Auf sein Zeichen hin warfen wir unsere Steine, und das Prasseln bewirkte, daß
die Männer im Raum die Köpfe herumrissen und zum Tunnel hinüberblickten.
    Meister Li legte die Hände
wie einen Trichter um den Mund. Er hat schon oft versucht, mir dieses
Kunststück beizubringen, aber ich habe keine Begabung für solche Dinge, obwohl
mir klar ist, daß das Geheimnis zu neunzig Prozent darin besteht, die
Aufmerksamkeit des Zuhörers auf die Stelle zu lenken, von der das Geräusch
scheinbar kommt. Der Effekt war wirklich bemerkenswert. Eine hohe, zittrige
Stimme schien aus der Schwärze des Tunnels zu hallen, eine Stimme, die Yen Shih
zwar noch nie gehört hatte, an die ich mich jedoch sehr gut erinnerte.
    »Gebt... mir... meine...
Ohren... wieder«, heulte die unheimliche Stimme des ermordeten Buchhalters.
    Die Verbrecher erstarrten,
Hundeschenkel und Keulen halb abgenagt zwischen den Zähnen. Hyäne spuckte einen
Brocken Fleisch auf den Tisch und fuhr zu Wildschwein herum. »Das war die
Grille, so sicher, wie du hier vor mir sitzt«, flüsterte
    Einer der anderen Männer
sprang auf. Dabei stieß er einen Weinkrug um und riß eine Platte zu Boden.

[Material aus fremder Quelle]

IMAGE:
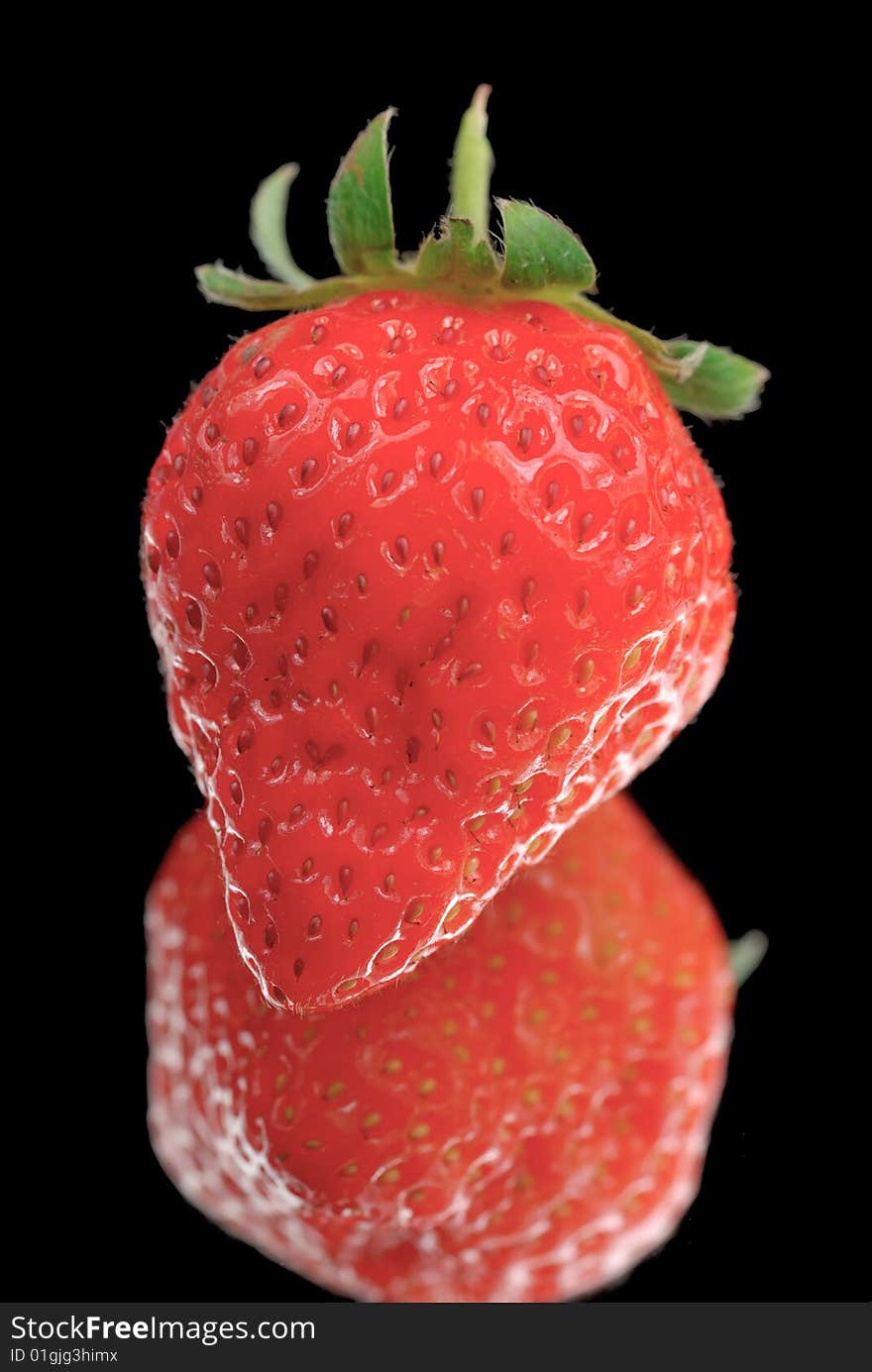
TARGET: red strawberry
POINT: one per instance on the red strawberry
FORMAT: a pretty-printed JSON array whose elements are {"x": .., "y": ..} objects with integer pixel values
[
  {"x": 431, "y": 571},
  {"x": 523, "y": 1118}
]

    »Grille? Grille? Ihr habt
doch gesagt, ihr hättet den elenden kleinen Kerl umgebracht !« brüllte er.
    »Gebt... mir... meine...
Nase... wieder.«
    Schakal erhob sich mit
fahlem Gesicht und griff nach seinem Dolch.
    »Das ist der Geist der
Grille«, stieß er tonlos hervor. »Die kleine Wanze ist zurückgekommen, um sich
an uns zu rächen .« Alle anderen waren jetzt
aufgesprungen und warfen sich gegenseitig hilfesuchende Blicke zu. Nur
Wildschwein war an seinem Platz am Kopfende der Tafel sitzengeblieben und nagte
an einem Knochen.
    »Geist? Hat dir deine
Mutter denn nicht mehr beigebracht ?« grinste er höhnisch.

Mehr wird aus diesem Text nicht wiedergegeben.